La guerre, la guerre, ça ne change jamais: Grâce au complexe militaro-industriel, les technologies militaires continuent d’évoluer, quels que soient les événements mondiaux. La Russie serait en train de développer un dispositif nucléaire à haute altitude capable de détruire de manière permanente et indiscriminée les communications ennemies à l’aide d’une impulsion électromagnétique. Pendant ce temps, les États-Unis viennent d’annoncer une arme ayant un objectif similaire, mais sans conséquences chaotiques et irréversibles.
L’armée américaine installe des brouilleurs de satellites modulaires de pointe capables de perturber les communications russes ou chinoises, si besoin est. Même si le hardware est basé au sol, la Force spatiale américaine supervisera l’installation et l’exploitation. La technologie a déjà dépassé le stade du prototypage. L’armée a testé le système sur deux sites différents plus tôt cette année. Le ministère de la Défense a alloué des fonds pour construire 24 installations à distance, dont 11 devraient être déployées avant la fin de l’année.
Ce dispositif n’est pas une mesure préventive contre les adversaires qui perturberaient les communications américaines. C’est tout le contraire.
« [The terminals] sont des brouilleurs de communications par satellite de petite taille, transportables et peu coûteux qui peuvent être déployés dans des environnements difficiles pour protéger [US forces] », a déclaré à Bloomberg un porte-parole du Bureau des capacités rapides de la Force spatiale. » [jammer will be used] « contrer de manière responsable les capacités de communication par satellite de l’adversaire qui permettent des attaques. »
Les brouilleurs de terminaux modulaires à distance ne remplaceront pas les technologies précédentes comme le système de contre-communications à grande échelle et le brouilleur à retardement de moyenne échelle Meadowlands (ci-dessus et ci-dessous). Meadowlands était censé être opérationnel en août, mais des problèmes techniques ont repoussé son déploiement à octobre. Le nouveau système complétera les anciens en fournissant des systèmes télécommandés que la Force spatiale peut rapidement relocaliser si nécessaire.
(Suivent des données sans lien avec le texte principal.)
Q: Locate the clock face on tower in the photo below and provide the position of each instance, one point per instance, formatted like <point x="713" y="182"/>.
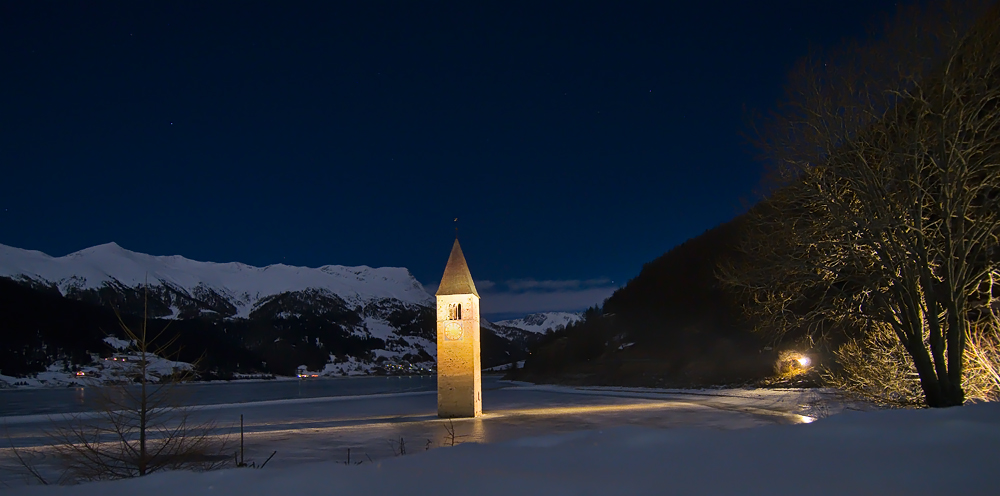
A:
<point x="453" y="330"/>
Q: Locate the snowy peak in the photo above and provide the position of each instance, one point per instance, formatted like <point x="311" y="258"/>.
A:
<point x="243" y="285"/>
<point x="540" y="322"/>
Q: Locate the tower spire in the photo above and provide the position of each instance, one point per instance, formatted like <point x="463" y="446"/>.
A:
<point x="457" y="279"/>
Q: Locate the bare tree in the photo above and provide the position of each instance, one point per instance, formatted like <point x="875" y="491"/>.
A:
<point x="887" y="211"/>
<point x="140" y="426"/>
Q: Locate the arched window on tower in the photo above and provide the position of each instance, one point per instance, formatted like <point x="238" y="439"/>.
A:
<point x="455" y="311"/>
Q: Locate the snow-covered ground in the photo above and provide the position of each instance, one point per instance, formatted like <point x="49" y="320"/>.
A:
<point x="561" y="440"/>
<point x="555" y="440"/>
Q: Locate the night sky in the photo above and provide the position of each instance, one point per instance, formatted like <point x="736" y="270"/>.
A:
<point x="573" y="141"/>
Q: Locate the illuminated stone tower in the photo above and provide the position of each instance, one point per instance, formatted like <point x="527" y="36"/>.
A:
<point x="460" y="391"/>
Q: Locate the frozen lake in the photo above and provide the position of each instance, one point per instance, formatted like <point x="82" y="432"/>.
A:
<point x="319" y="420"/>
<point x="25" y="401"/>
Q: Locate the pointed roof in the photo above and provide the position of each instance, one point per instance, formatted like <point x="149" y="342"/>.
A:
<point x="456" y="278"/>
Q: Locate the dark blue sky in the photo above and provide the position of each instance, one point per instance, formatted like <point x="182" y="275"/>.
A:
<point x="575" y="141"/>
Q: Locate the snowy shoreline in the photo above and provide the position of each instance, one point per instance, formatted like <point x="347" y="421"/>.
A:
<point x="917" y="452"/>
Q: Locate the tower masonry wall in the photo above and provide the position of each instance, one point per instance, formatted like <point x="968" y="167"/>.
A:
<point x="458" y="356"/>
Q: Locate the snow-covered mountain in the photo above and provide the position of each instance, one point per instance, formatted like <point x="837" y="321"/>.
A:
<point x="242" y="288"/>
<point x="540" y="322"/>
<point x="336" y="319"/>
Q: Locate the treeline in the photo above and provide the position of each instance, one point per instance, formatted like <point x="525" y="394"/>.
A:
<point x="672" y="325"/>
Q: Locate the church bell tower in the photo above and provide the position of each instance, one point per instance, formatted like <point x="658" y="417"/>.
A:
<point x="460" y="391"/>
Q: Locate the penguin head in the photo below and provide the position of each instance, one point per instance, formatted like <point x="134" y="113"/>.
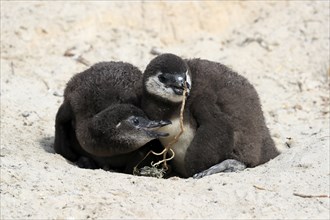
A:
<point x="165" y="77"/>
<point x="123" y="128"/>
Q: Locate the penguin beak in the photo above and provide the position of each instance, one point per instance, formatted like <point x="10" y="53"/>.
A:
<point x="150" y="127"/>
<point x="176" y="82"/>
« Nous avons intentionnellement conçu un système petit et modulaire utilisant des composants commerciaux disponibles dans le commerce », a déclaré la Space Force.[This provides] « la capacité de disposer d’une capacité proliférée, contrôlée à distance et relativement relocalisable. »
Les États-Unis et leurs alliés ont besoin de mesures pour contrer les attaques spatiales qui n’impliquent pas la possibilité de détruire ou de désorbiter des satellites de manière incontrôlée, a déclaré le porte-parole, faisant référence à l’arme nucléaire EMP à haute altitude que la Russie serait en train de construire.
Ne vous y trompez pas : ces armes offensives sont conçues pour attaquer les communications ennemies plutôt que pour défendre les communications américaines. Selon les responsables, la différence est que l’utilisation de brouilleurs est plus « responsable » que l’explosion d’un engin nucléaire dans l’espace. Le but des brouilleurs n’est pas de détruire les communications de manière permanente, mais de les désactiver temporairement.
« On peut dire que ce ne sera utilisé qu’à des fins défensives, mais je dirais qu’il s’agit d’une capacité offensive de contre-espace », a déclaré Victoria Samson, directrice générale de la Secure World Foundation. « Ajoutez-la à la très petite liste des capacités offensives de contre-espace publiques américaines. [that are] réversibles, temporaires, sans escalade et permettant un déni plausible de l’identité de l’instigateur.
Le département de la Défense estime que l’alternative consistant à ne pas disposer de technologies militaires adéquates ou supérieures, qu’elles soient offensives ou défensives, ne fait que donner l’impression d’une cible facile. Cependant, le moment choisi pour cette annonce n’est probablement pas idéal, compte tenu des tensions entre les États-Unis et la Russie et la Chine, ainsi que du climat politique intérieur actuel. Les deux superpuissances pourraient considérer cette décision comme agressive, ce qui pourrait déclencher une escalade des conflits dans des régions comme Taiwan et l’Ukraine.